Les conseilleurs ne sont pas les payeurs

Publié le jeudi 24 janvier 2013, par Didier Ménard

Un conflit judiciaire oppose le directeur de la caisse primaire d’assurance maladie (CPAM) du Val de Marne à un médecin généraliste de sa circonscription, le docteur Didier Poupardin.
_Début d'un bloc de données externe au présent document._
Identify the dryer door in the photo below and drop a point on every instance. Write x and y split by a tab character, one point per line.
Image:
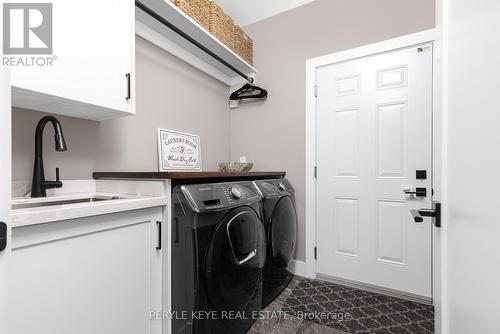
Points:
234	262
282	232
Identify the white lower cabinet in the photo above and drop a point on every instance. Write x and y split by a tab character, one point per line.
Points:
96	275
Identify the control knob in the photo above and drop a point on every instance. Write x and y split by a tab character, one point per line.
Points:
235	192
281	186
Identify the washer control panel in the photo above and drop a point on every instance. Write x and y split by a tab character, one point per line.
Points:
217	196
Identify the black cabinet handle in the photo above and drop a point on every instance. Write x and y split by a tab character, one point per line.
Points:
176	230
128	86
3	236
159	235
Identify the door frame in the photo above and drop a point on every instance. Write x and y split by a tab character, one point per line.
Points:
427	36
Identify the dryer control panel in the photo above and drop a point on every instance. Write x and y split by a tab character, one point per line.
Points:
274	188
217	196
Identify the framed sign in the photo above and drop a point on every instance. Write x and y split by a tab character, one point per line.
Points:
178	151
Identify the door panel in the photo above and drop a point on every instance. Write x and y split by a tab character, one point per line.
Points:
5	191
374	122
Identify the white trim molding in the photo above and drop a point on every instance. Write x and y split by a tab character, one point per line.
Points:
311	66
297	268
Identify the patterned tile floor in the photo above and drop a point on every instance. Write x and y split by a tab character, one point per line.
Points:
399	315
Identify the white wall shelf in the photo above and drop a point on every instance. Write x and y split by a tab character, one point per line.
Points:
163	37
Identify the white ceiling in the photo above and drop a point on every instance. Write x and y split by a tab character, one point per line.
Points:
245	12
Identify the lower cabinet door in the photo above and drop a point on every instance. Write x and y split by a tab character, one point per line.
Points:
96	275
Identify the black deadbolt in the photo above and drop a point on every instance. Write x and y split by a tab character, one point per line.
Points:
421	174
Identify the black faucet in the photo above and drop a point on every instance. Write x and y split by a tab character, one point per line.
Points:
39	184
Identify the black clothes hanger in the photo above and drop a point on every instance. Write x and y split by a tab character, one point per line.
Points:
248	91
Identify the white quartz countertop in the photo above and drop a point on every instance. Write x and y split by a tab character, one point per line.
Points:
49	212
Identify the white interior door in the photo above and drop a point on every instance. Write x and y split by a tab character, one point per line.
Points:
374	132
5	190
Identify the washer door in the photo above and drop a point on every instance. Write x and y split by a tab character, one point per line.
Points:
234	261
282	232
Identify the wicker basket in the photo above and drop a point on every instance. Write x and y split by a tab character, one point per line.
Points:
243	45
198	10
220	25
209	15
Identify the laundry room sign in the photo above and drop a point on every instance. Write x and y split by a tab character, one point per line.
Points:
178	151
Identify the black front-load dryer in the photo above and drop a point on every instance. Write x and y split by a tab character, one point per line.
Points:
280	222
218	255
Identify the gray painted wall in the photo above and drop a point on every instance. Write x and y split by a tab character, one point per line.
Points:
272	134
173	95
170	94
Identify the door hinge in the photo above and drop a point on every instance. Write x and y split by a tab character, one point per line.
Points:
158	223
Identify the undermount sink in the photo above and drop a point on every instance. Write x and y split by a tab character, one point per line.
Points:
62	202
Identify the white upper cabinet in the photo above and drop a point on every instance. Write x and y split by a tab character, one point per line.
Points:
94	55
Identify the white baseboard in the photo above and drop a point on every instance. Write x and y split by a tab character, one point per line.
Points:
298	268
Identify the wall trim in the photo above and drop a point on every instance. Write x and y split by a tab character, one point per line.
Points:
297	268
311	66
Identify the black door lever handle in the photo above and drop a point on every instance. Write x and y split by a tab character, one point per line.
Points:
419	192
418	215
3	236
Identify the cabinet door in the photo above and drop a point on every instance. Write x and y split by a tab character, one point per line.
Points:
96	275
93	46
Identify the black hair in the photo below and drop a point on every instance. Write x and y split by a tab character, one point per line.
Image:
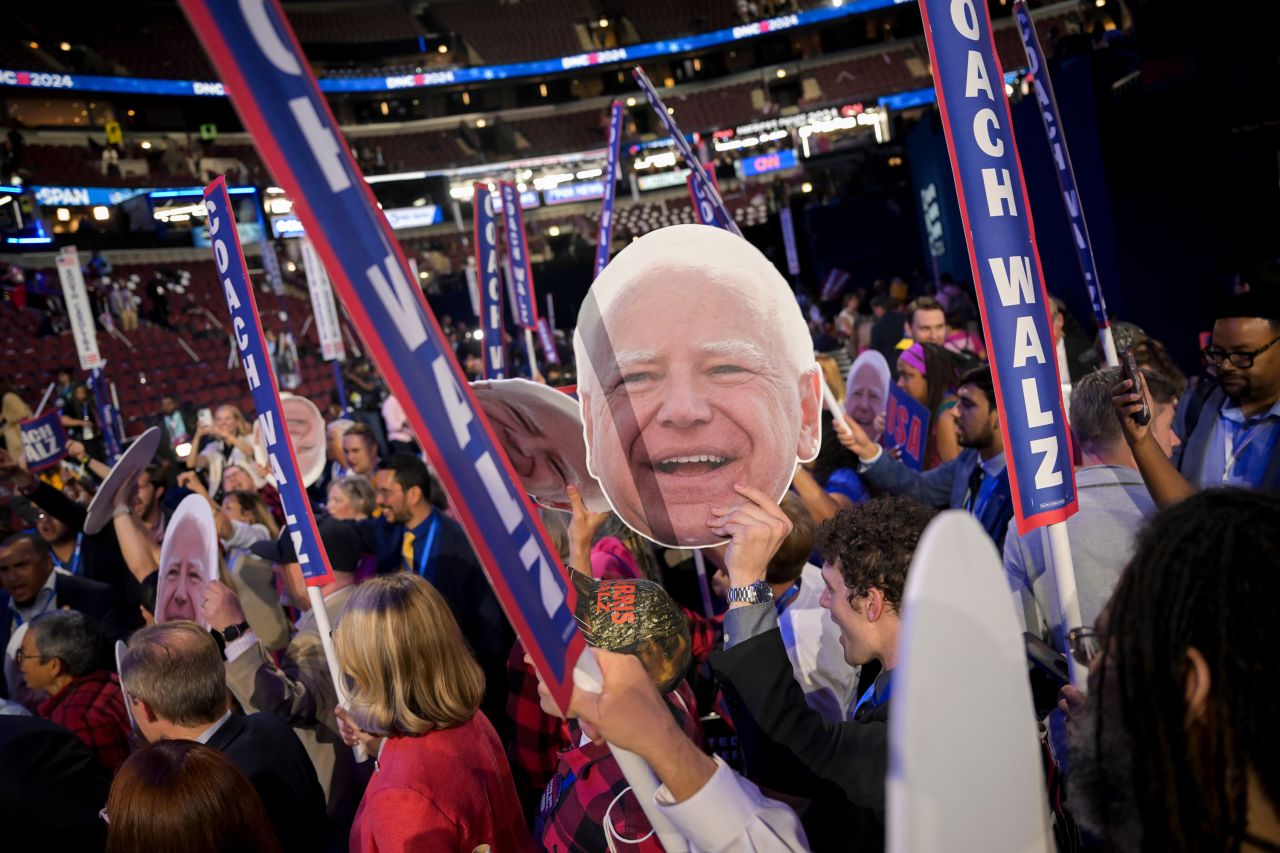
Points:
1205	575
981	379
873	542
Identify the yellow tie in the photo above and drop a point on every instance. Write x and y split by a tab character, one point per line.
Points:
407	551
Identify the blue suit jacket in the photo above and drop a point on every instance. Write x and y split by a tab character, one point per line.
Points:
945	487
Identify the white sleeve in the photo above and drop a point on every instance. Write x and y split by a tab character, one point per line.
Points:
730	815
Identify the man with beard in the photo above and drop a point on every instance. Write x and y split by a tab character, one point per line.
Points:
976	480
1229	428
1175	747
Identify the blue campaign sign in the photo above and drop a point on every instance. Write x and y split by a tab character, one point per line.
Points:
44	441
1006	267
488	272
604	236
247	328
705	210
698	173
272	87
1052	119
517	252
906	427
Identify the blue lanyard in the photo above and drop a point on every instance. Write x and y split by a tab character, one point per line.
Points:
73	564
426	546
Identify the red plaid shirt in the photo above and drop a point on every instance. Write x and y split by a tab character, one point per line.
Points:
538	735
92	708
588	783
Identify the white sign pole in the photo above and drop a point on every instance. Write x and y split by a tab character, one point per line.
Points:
323	306
78	309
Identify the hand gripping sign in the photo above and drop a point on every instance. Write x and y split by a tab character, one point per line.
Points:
488	273
260	375
1005	261
279	103
604	237
1065	173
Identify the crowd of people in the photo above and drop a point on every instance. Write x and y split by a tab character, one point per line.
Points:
156	703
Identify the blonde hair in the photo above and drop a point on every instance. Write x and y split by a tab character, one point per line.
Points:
410	667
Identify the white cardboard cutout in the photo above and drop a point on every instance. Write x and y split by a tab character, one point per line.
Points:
307	436
122	475
695	373
188	557
542	430
867	391
964	753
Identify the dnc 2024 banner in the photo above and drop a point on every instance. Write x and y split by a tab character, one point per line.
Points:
1006	267
277	96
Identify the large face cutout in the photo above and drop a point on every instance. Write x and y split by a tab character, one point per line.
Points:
542	430
188	557
306	432
696	373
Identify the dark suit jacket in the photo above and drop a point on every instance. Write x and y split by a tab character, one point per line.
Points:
945	487
100	553
265	748
789	747
51	788
456	573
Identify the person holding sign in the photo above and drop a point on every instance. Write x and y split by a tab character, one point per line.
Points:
927	373
976	480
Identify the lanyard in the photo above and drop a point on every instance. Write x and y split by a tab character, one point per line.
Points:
1233	456
426	546
73	564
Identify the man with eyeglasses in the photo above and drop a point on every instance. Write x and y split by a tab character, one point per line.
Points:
1229	425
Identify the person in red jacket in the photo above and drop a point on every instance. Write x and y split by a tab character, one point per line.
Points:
440	780
59	655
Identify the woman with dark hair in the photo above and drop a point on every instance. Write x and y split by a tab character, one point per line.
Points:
183	796
927	373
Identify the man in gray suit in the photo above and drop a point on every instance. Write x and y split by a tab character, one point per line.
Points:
976	480
300	689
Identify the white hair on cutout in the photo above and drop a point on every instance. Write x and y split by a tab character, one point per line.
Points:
727	260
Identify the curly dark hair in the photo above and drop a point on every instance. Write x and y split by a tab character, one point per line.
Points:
873	542
1205	574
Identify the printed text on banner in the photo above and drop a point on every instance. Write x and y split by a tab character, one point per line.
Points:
604	236
298	138
517	251
489	281
260	374
1005	261
1052	121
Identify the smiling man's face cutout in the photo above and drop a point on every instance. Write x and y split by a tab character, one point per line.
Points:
696	373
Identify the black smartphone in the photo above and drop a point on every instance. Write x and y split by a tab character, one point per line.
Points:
1130	372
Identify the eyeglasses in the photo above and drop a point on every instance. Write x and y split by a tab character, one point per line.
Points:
1242	359
1086	644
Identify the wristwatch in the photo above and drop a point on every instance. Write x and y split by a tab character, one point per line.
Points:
755	593
234	632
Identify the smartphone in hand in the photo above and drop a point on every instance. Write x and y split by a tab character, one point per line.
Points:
1129	364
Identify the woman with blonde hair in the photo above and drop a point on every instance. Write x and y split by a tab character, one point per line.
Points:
440	779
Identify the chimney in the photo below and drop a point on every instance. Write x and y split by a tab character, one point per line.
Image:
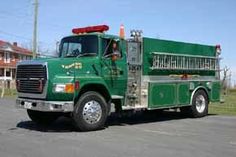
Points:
15	43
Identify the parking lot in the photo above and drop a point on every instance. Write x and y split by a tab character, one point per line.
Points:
141	134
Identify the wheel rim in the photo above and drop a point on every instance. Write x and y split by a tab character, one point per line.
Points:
200	103
92	112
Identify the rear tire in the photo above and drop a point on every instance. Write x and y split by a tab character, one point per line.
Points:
90	112
42	118
199	106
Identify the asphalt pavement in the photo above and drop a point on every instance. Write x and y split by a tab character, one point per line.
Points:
137	135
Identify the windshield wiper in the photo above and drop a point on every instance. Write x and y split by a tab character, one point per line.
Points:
86	54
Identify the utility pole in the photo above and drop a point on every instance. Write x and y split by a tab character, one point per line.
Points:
35	28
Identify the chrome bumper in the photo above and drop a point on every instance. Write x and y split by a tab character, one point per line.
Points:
46	106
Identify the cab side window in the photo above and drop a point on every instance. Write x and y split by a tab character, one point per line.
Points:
110	47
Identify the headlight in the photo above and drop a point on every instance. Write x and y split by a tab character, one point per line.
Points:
64	88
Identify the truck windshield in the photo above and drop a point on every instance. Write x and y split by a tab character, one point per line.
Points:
78	46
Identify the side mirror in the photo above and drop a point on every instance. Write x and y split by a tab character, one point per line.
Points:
115	56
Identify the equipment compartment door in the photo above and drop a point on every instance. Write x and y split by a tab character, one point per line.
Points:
183	94
161	95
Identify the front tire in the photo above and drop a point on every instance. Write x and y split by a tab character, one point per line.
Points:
42	118
90	112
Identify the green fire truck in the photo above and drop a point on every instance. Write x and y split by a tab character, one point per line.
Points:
95	71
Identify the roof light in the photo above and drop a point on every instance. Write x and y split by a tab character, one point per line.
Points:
90	29
122	31
218	49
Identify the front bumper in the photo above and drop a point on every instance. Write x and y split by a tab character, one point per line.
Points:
46	106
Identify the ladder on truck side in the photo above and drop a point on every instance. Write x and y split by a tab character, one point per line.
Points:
168	61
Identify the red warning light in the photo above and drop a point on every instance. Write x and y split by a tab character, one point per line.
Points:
90	29
218	49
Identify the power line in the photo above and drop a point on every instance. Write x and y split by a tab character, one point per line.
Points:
13	35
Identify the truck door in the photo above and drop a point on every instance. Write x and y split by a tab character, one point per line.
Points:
114	72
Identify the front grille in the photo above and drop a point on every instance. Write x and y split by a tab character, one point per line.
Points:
31	78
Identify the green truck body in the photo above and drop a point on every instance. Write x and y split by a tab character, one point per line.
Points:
147	74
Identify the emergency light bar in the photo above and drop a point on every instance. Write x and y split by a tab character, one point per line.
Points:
90	29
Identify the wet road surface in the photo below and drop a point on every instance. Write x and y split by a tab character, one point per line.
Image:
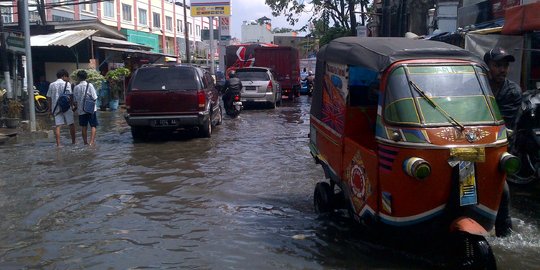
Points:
239	200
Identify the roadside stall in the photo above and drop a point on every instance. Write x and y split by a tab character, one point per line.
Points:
524	20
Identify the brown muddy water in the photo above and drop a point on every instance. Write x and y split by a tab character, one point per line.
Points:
239	200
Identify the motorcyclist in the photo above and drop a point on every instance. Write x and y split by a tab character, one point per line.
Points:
309	79
507	93
508	96
232	86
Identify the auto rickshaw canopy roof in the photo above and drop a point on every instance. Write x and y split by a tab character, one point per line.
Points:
378	53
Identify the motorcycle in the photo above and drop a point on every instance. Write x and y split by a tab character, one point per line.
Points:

Le premier entend faire respecter la loi concernant la prescription des médicaments sur des ordonnances bi-zones pour les malades en affection longue durée, distinguant de la sorte les médicaments en rapport avec l’affection de longue durée qui seront remboursés à 100%, de ceux qui n’ont pas de rapport avec la maladie et qui seront remboursés aux taux habituels.

Le second, ayant une conception holistique de la médecine générale, fait un autre choix éthique et décide de permettre l’accès aux médicaments pour ses patients issus des milieux populaires, en considérant qu’il soigne des personnes et pas seulement une maladie, et donc ne respecte pas la procédure de l’ordonnancier bi-zones.

La loi étant sourde à cette conception de la médecine générale, le juge l’applique sans trop de nuances quant au mode d’exercice de la médecine défendu par le docteur Poupardin et le condamne à verser une amende à la CPAM du 94. Mais cela n’oblige pas le directeur de la caisse à faire preuve d’un zèle excessif – en ne respectant pas les délais pour le versement de ladite amende – et d’envoyer prestement un huissier au domicile du docteur « fautif ».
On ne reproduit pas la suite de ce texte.